Читаем без скачивания День здоровья с утра до вечера в XXI веке - Юрий Андреев
Шрифт:
Интервал:
Закладка:
Есть у телевизионного экрана, однако, и такое достоинство, что ничто не мешает нам выключить его прочь или все же отыскать что-либо, чуждое нравам каннибалов. И все же даже доброкачественное зрелище, увиденное на экране, – это все-таки эрзац, протез подлинного зрелища. Да, сплошь да рядом очень удобный протез: никуда не нужно выходить, а в качестве экипировки вполне сойдет и затрапезный халат, и бигуди на волосенках. Почему же все-таки эрзац? А вы сами ощутите, вспомните разницу между тем, как воспринимается футбольный матч, когда вы сами сидите на трибуне и когда вы смотрите его по «ящику». Тем более в записи, тем более, когда результат вам уже известен. Субстанция страсти, сопереживания, полной неизвестности того, что случится уже на следующей секунде; восприятие игроков в качестве реальных, живых людей: азартных, хитрых, страдающих – короче, эффект соучастия, когда вы откровенно и гневно негодуете вместе со всеми против сноса недозволенным способом вашего игрока и того, что арбитр этого не заметил; ваш восторг, когда вы воочию убеждаетесь, что в этом ожесточенном противоборстве все-таки возможен всплеск героизма и мастерства над общим уровнем и забивается гол... Нет, это живое восприятие, это совсем не то, что нюхать розу через противогаз. (Простите меня те, кто знает, по поводу чего возникло это насмешливое сравнение.)
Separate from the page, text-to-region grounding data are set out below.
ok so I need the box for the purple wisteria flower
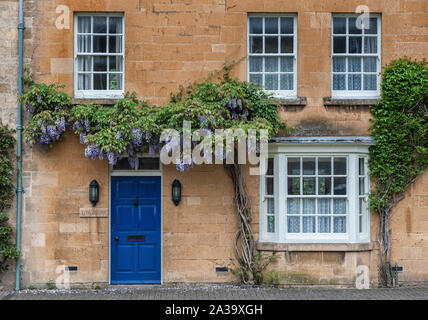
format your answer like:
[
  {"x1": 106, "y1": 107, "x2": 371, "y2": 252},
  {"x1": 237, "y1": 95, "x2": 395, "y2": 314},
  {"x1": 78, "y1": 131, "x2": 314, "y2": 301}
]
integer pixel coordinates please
[
  {"x1": 79, "y1": 134, "x2": 87, "y2": 144},
  {"x1": 85, "y1": 144, "x2": 100, "y2": 160}
]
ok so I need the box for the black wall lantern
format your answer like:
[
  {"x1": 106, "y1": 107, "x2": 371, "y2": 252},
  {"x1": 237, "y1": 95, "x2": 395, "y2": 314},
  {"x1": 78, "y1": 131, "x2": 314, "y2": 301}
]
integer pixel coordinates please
[
  {"x1": 89, "y1": 180, "x2": 99, "y2": 206},
  {"x1": 171, "y1": 179, "x2": 181, "y2": 206}
]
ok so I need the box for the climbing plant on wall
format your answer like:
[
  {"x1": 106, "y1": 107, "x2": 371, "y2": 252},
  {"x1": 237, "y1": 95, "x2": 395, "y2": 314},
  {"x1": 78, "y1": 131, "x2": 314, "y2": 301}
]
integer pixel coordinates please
[
  {"x1": 21, "y1": 62, "x2": 285, "y2": 284},
  {"x1": 0, "y1": 124, "x2": 20, "y2": 274},
  {"x1": 369, "y1": 58, "x2": 428, "y2": 287}
]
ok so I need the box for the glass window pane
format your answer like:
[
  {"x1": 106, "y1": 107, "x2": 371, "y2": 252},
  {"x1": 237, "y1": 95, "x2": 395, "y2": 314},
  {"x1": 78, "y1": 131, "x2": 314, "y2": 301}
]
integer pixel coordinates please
[
  {"x1": 267, "y1": 158, "x2": 274, "y2": 175},
  {"x1": 363, "y1": 57, "x2": 377, "y2": 72},
  {"x1": 303, "y1": 178, "x2": 315, "y2": 195},
  {"x1": 93, "y1": 35, "x2": 107, "y2": 52},
  {"x1": 109, "y1": 17, "x2": 123, "y2": 34},
  {"x1": 78, "y1": 16, "x2": 91, "y2": 33},
  {"x1": 288, "y1": 177, "x2": 300, "y2": 195},
  {"x1": 281, "y1": 17, "x2": 294, "y2": 34},
  {"x1": 334, "y1": 177, "x2": 347, "y2": 195},
  {"x1": 334, "y1": 217, "x2": 346, "y2": 233},
  {"x1": 334, "y1": 158, "x2": 347, "y2": 175},
  {"x1": 348, "y1": 74, "x2": 362, "y2": 90},
  {"x1": 266, "y1": 177, "x2": 274, "y2": 195},
  {"x1": 287, "y1": 199, "x2": 300, "y2": 214},
  {"x1": 109, "y1": 36, "x2": 122, "y2": 53},
  {"x1": 288, "y1": 158, "x2": 300, "y2": 175},
  {"x1": 349, "y1": 37, "x2": 362, "y2": 53},
  {"x1": 109, "y1": 56, "x2": 123, "y2": 72},
  {"x1": 303, "y1": 158, "x2": 315, "y2": 175},
  {"x1": 249, "y1": 56, "x2": 262, "y2": 72},
  {"x1": 288, "y1": 217, "x2": 300, "y2": 233},
  {"x1": 265, "y1": 74, "x2": 278, "y2": 90},
  {"x1": 77, "y1": 35, "x2": 91, "y2": 53},
  {"x1": 265, "y1": 37, "x2": 278, "y2": 53},
  {"x1": 267, "y1": 216, "x2": 275, "y2": 233},
  {"x1": 359, "y1": 177, "x2": 365, "y2": 195},
  {"x1": 348, "y1": 57, "x2": 361, "y2": 72},
  {"x1": 318, "y1": 177, "x2": 331, "y2": 195},
  {"x1": 249, "y1": 18, "x2": 263, "y2": 34},
  {"x1": 364, "y1": 17, "x2": 378, "y2": 34},
  {"x1": 318, "y1": 217, "x2": 331, "y2": 233},
  {"x1": 333, "y1": 17, "x2": 346, "y2": 34},
  {"x1": 280, "y1": 74, "x2": 293, "y2": 90},
  {"x1": 333, "y1": 36, "x2": 346, "y2": 53},
  {"x1": 267, "y1": 198, "x2": 274, "y2": 214},
  {"x1": 364, "y1": 37, "x2": 377, "y2": 53},
  {"x1": 333, "y1": 74, "x2": 346, "y2": 90},
  {"x1": 265, "y1": 57, "x2": 278, "y2": 72},
  {"x1": 265, "y1": 17, "x2": 278, "y2": 34},
  {"x1": 318, "y1": 157, "x2": 331, "y2": 175},
  {"x1": 349, "y1": 17, "x2": 362, "y2": 34},
  {"x1": 318, "y1": 199, "x2": 331, "y2": 214},
  {"x1": 93, "y1": 73, "x2": 107, "y2": 90},
  {"x1": 280, "y1": 57, "x2": 293, "y2": 72},
  {"x1": 249, "y1": 74, "x2": 262, "y2": 86},
  {"x1": 94, "y1": 56, "x2": 107, "y2": 71},
  {"x1": 333, "y1": 199, "x2": 347, "y2": 214},
  {"x1": 109, "y1": 73, "x2": 122, "y2": 90},
  {"x1": 280, "y1": 36, "x2": 293, "y2": 53},
  {"x1": 333, "y1": 57, "x2": 346, "y2": 72},
  {"x1": 359, "y1": 158, "x2": 365, "y2": 176},
  {"x1": 78, "y1": 74, "x2": 91, "y2": 90},
  {"x1": 78, "y1": 56, "x2": 92, "y2": 72},
  {"x1": 250, "y1": 36, "x2": 263, "y2": 53},
  {"x1": 303, "y1": 216, "x2": 316, "y2": 233},
  {"x1": 93, "y1": 16, "x2": 107, "y2": 33},
  {"x1": 364, "y1": 74, "x2": 377, "y2": 90}
]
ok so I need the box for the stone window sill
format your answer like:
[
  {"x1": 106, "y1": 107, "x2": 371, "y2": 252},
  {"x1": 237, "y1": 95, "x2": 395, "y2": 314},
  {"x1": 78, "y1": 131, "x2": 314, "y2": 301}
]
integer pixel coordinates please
[
  {"x1": 72, "y1": 98, "x2": 117, "y2": 105},
  {"x1": 273, "y1": 96, "x2": 307, "y2": 107},
  {"x1": 257, "y1": 242, "x2": 377, "y2": 252},
  {"x1": 323, "y1": 97, "x2": 380, "y2": 107}
]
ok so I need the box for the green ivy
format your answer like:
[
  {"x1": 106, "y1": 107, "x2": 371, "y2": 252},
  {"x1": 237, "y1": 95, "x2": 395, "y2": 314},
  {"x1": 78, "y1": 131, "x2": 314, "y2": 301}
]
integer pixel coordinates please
[
  {"x1": 0, "y1": 124, "x2": 20, "y2": 274},
  {"x1": 369, "y1": 58, "x2": 428, "y2": 287}
]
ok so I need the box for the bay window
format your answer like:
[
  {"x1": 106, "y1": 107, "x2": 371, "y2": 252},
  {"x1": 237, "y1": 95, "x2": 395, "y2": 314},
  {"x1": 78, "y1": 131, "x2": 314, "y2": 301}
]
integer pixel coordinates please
[{"x1": 260, "y1": 139, "x2": 372, "y2": 244}]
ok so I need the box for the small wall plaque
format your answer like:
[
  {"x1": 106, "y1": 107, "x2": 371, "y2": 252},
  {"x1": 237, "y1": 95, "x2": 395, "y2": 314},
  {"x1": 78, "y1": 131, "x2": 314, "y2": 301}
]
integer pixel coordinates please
[{"x1": 79, "y1": 208, "x2": 108, "y2": 218}]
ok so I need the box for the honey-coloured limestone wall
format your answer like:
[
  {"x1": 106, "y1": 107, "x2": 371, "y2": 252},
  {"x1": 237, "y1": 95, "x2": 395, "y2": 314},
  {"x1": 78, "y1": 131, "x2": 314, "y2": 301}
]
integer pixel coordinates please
[{"x1": 0, "y1": 0, "x2": 426, "y2": 288}]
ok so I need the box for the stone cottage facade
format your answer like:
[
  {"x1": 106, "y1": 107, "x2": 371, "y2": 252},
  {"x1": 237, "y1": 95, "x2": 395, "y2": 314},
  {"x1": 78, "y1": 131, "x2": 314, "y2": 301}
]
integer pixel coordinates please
[{"x1": 0, "y1": 0, "x2": 427, "y2": 288}]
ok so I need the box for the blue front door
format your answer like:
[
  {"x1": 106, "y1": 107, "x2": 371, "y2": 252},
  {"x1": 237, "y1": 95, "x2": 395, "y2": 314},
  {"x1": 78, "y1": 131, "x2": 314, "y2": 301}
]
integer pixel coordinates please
[{"x1": 111, "y1": 176, "x2": 161, "y2": 284}]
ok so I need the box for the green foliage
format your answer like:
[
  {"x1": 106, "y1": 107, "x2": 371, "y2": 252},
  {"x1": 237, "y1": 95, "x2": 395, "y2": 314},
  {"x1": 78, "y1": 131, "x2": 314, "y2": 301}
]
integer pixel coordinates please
[
  {"x1": 369, "y1": 58, "x2": 428, "y2": 214},
  {"x1": 46, "y1": 279, "x2": 55, "y2": 290},
  {"x1": 0, "y1": 124, "x2": 20, "y2": 274},
  {"x1": 230, "y1": 252, "x2": 276, "y2": 285}
]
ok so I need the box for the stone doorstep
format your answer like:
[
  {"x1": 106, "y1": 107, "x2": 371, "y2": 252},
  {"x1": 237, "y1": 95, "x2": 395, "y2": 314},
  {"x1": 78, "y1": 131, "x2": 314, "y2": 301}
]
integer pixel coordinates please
[{"x1": 257, "y1": 242, "x2": 378, "y2": 252}]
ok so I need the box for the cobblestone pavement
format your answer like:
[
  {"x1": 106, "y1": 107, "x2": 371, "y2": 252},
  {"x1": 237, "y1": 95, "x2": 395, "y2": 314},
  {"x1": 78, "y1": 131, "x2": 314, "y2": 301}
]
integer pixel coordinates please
[{"x1": 1, "y1": 283, "x2": 428, "y2": 300}]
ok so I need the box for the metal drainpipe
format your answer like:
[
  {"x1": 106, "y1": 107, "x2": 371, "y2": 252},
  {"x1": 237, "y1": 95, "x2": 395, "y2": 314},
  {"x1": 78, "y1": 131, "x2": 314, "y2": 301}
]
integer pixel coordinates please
[{"x1": 15, "y1": 0, "x2": 25, "y2": 291}]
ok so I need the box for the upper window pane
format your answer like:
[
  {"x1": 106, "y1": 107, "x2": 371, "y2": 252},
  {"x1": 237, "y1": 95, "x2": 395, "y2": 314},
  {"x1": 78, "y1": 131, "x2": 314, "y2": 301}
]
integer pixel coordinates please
[
  {"x1": 265, "y1": 18, "x2": 278, "y2": 34},
  {"x1": 249, "y1": 18, "x2": 263, "y2": 34},
  {"x1": 333, "y1": 17, "x2": 346, "y2": 34},
  {"x1": 281, "y1": 17, "x2": 294, "y2": 34}
]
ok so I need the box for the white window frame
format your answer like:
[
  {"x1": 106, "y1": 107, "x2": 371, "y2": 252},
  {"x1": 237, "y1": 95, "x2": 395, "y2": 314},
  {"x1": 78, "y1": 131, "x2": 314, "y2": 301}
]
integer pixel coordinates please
[
  {"x1": 247, "y1": 14, "x2": 298, "y2": 99},
  {"x1": 260, "y1": 142, "x2": 372, "y2": 244},
  {"x1": 331, "y1": 14, "x2": 381, "y2": 99},
  {"x1": 74, "y1": 13, "x2": 125, "y2": 99}
]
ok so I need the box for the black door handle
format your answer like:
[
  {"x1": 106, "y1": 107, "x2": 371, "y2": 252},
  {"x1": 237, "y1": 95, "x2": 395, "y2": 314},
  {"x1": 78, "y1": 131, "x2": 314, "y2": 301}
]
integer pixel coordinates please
[
  {"x1": 115, "y1": 236, "x2": 119, "y2": 241},
  {"x1": 134, "y1": 196, "x2": 139, "y2": 207}
]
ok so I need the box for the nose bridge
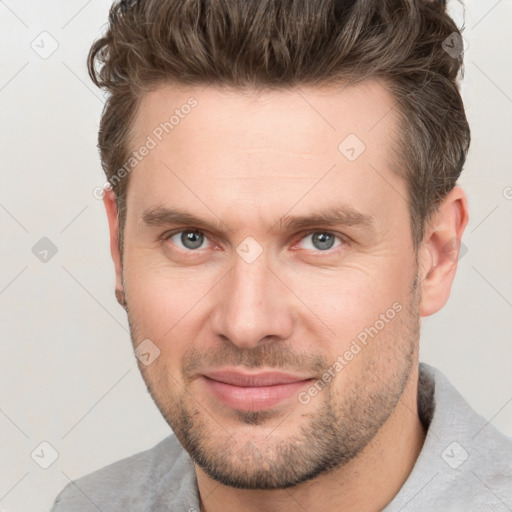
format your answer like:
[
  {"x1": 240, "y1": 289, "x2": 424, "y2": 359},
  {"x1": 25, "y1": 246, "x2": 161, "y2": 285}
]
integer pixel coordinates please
[{"x1": 211, "y1": 247, "x2": 293, "y2": 348}]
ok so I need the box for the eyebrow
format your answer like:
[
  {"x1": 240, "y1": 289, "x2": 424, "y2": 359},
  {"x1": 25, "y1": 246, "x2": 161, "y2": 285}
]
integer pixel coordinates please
[
  {"x1": 275, "y1": 206, "x2": 375, "y2": 233},
  {"x1": 140, "y1": 205, "x2": 375, "y2": 234}
]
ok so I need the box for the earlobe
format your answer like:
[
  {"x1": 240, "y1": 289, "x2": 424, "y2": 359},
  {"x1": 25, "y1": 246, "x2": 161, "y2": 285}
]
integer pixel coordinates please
[
  {"x1": 419, "y1": 186, "x2": 469, "y2": 317},
  {"x1": 115, "y1": 288, "x2": 127, "y2": 310},
  {"x1": 103, "y1": 187, "x2": 125, "y2": 308}
]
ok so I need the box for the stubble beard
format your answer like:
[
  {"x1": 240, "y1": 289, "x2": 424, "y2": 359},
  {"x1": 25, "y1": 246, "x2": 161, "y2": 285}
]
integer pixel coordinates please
[{"x1": 128, "y1": 274, "x2": 422, "y2": 490}]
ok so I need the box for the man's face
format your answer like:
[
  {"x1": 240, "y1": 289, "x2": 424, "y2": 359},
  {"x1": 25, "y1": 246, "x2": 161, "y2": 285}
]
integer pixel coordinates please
[{"x1": 116, "y1": 80, "x2": 423, "y2": 489}]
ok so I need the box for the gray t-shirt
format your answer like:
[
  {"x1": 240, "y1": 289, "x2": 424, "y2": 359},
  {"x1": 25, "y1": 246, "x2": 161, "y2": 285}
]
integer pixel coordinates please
[{"x1": 50, "y1": 362, "x2": 512, "y2": 511}]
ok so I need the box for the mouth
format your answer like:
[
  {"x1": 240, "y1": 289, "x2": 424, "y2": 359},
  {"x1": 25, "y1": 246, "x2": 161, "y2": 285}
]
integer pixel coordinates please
[{"x1": 200, "y1": 369, "x2": 315, "y2": 412}]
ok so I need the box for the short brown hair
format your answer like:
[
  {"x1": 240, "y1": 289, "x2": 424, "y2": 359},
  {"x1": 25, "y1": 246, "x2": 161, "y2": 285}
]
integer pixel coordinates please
[{"x1": 88, "y1": 0, "x2": 470, "y2": 253}]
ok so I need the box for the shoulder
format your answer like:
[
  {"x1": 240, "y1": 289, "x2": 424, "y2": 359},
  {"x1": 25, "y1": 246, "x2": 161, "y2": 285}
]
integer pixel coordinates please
[
  {"x1": 386, "y1": 363, "x2": 512, "y2": 511},
  {"x1": 50, "y1": 435, "x2": 199, "y2": 511}
]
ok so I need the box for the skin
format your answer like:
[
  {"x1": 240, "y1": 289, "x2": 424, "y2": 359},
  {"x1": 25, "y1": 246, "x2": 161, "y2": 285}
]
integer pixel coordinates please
[{"x1": 103, "y1": 79, "x2": 469, "y2": 511}]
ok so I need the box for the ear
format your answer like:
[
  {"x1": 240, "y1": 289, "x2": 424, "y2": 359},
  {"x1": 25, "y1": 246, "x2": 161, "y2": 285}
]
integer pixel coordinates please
[
  {"x1": 103, "y1": 187, "x2": 125, "y2": 308},
  {"x1": 418, "y1": 186, "x2": 469, "y2": 317}
]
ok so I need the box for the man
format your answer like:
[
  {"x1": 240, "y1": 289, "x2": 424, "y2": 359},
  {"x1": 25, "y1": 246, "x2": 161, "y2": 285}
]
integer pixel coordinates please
[{"x1": 51, "y1": 0, "x2": 512, "y2": 510}]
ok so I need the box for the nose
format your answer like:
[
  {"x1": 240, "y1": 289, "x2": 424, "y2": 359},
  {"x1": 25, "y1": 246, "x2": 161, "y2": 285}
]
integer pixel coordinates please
[{"x1": 210, "y1": 249, "x2": 294, "y2": 349}]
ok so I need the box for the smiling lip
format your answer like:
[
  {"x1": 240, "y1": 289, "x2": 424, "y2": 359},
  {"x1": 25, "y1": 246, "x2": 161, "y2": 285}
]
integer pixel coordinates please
[{"x1": 200, "y1": 370, "x2": 314, "y2": 411}]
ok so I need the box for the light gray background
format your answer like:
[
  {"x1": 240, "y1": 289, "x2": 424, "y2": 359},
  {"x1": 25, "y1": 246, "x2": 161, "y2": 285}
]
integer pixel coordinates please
[{"x1": 0, "y1": 1, "x2": 511, "y2": 511}]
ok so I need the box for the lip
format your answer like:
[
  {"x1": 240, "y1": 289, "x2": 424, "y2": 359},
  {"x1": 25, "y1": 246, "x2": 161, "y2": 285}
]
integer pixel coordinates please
[
  {"x1": 203, "y1": 370, "x2": 312, "y2": 386},
  {"x1": 200, "y1": 369, "x2": 314, "y2": 411}
]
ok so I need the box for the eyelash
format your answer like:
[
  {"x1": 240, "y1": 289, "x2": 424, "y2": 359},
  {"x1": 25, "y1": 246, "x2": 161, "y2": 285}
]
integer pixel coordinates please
[{"x1": 162, "y1": 229, "x2": 348, "y2": 255}]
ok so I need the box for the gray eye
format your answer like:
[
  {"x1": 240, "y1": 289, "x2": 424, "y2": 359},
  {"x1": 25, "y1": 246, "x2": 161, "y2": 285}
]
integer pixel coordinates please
[
  {"x1": 297, "y1": 231, "x2": 342, "y2": 252},
  {"x1": 311, "y1": 232, "x2": 336, "y2": 250},
  {"x1": 170, "y1": 230, "x2": 206, "y2": 250}
]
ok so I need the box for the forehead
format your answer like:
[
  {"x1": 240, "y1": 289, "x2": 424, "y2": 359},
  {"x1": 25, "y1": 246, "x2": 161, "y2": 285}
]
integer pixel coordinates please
[
  {"x1": 125, "y1": 80, "x2": 406, "y2": 235},
  {"x1": 132, "y1": 79, "x2": 398, "y2": 157}
]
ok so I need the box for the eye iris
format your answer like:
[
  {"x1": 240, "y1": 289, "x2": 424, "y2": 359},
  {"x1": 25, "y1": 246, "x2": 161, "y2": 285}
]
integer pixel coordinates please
[
  {"x1": 312, "y1": 232, "x2": 335, "y2": 250},
  {"x1": 181, "y1": 231, "x2": 203, "y2": 249}
]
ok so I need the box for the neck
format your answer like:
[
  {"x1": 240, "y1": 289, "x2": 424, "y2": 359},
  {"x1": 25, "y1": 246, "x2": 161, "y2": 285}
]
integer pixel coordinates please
[{"x1": 196, "y1": 366, "x2": 426, "y2": 512}]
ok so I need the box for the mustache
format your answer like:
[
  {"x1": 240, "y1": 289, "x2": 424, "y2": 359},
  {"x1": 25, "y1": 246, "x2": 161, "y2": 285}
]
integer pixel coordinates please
[{"x1": 181, "y1": 342, "x2": 328, "y2": 380}]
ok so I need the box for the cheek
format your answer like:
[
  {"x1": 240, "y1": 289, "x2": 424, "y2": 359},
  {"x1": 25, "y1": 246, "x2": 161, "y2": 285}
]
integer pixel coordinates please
[
  {"x1": 284, "y1": 260, "x2": 408, "y2": 339},
  {"x1": 301, "y1": 276, "x2": 414, "y2": 383},
  {"x1": 123, "y1": 251, "x2": 220, "y2": 343}
]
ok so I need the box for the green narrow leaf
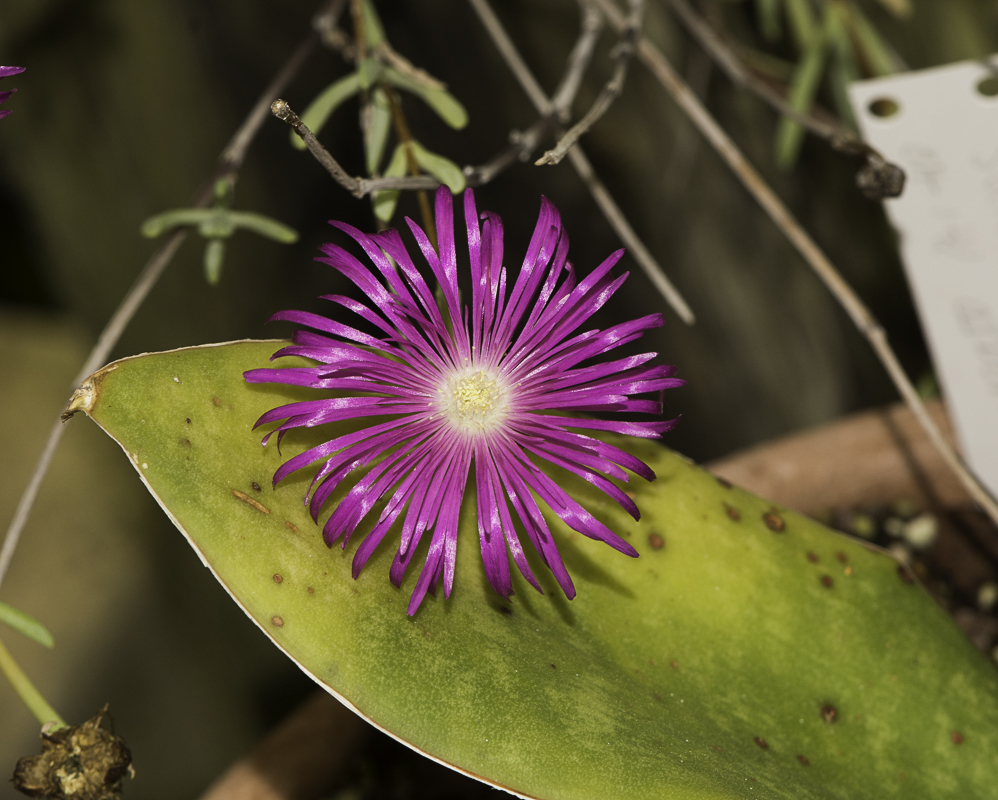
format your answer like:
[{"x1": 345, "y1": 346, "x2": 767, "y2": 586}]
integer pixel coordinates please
[
  {"x1": 756, "y1": 0, "x2": 782, "y2": 42},
  {"x1": 783, "y1": 0, "x2": 818, "y2": 50},
  {"x1": 364, "y1": 87, "x2": 393, "y2": 175},
  {"x1": 0, "y1": 602, "x2": 54, "y2": 649},
  {"x1": 197, "y1": 209, "x2": 237, "y2": 239},
  {"x1": 203, "y1": 239, "x2": 225, "y2": 285},
  {"x1": 847, "y1": 2, "x2": 901, "y2": 77},
  {"x1": 291, "y1": 73, "x2": 363, "y2": 151},
  {"x1": 227, "y1": 211, "x2": 299, "y2": 244},
  {"x1": 359, "y1": 0, "x2": 386, "y2": 49},
  {"x1": 825, "y1": 5, "x2": 860, "y2": 130},
  {"x1": 140, "y1": 208, "x2": 216, "y2": 238},
  {"x1": 409, "y1": 141, "x2": 466, "y2": 194},
  {"x1": 774, "y1": 26, "x2": 828, "y2": 169},
  {"x1": 356, "y1": 56, "x2": 383, "y2": 91},
  {"x1": 70, "y1": 341, "x2": 998, "y2": 800},
  {"x1": 382, "y1": 66, "x2": 469, "y2": 129},
  {"x1": 372, "y1": 143, "x2": 408, "y2": 223}
]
Да, я неоднократно видел по телевидению шоу-выступления Дэвида Копперфильда и, образно говоря, запаха розы я не обонял, так как достаточно хорошо знаю средства видеомонтажа. Мало ли что можно склеить и перетасовать! Такова была подсознательная мысль раньше. Но вот вчера я воочию увидел, как работает этот человек, и когда он со своей ассистенткой укрылся в палатке, поставленной на сцене, и эта палатка взорвалась целым снопом ярких искр и в ту же секунду Копперфильд со своей ассистенткой объявился в проходе зрительного зала, метрах в сорока от только что исчезнувшей у меня на глазах палатки, и все это видел я сам, своими глазами, тут уж, простите, ни о каком монтаже видеопленки и речи быть не могло. И естественно, свежесть моего переживания и мое искреннее «ух, ты!», слившееся с аплодисментами тысяч людей, конечно же, принесли мне такое эмоциональное освежение, и я сказал бы, даже возрождение после месяца тяжелой работы без единого выходного, что эта релаксация для меня дорогого стоит!..
Короче говоря, ваше личное соучастие в том, что происходит, сию минуту при вас совершается на сцене, ваше слияние и сопереживание с чувствами присутствующих рядом, многократно увеличивающее эмоциональный эффект от увиденного и услышанного на сцене – это один из самых важных аргументов в пользу реального посещения зрелищ, конкретный фактор в пользу того, что мягкая, продавленная вашим тазобедренным суставом тахта – хорошо, а твердый стул в зрительном зале – много лучше.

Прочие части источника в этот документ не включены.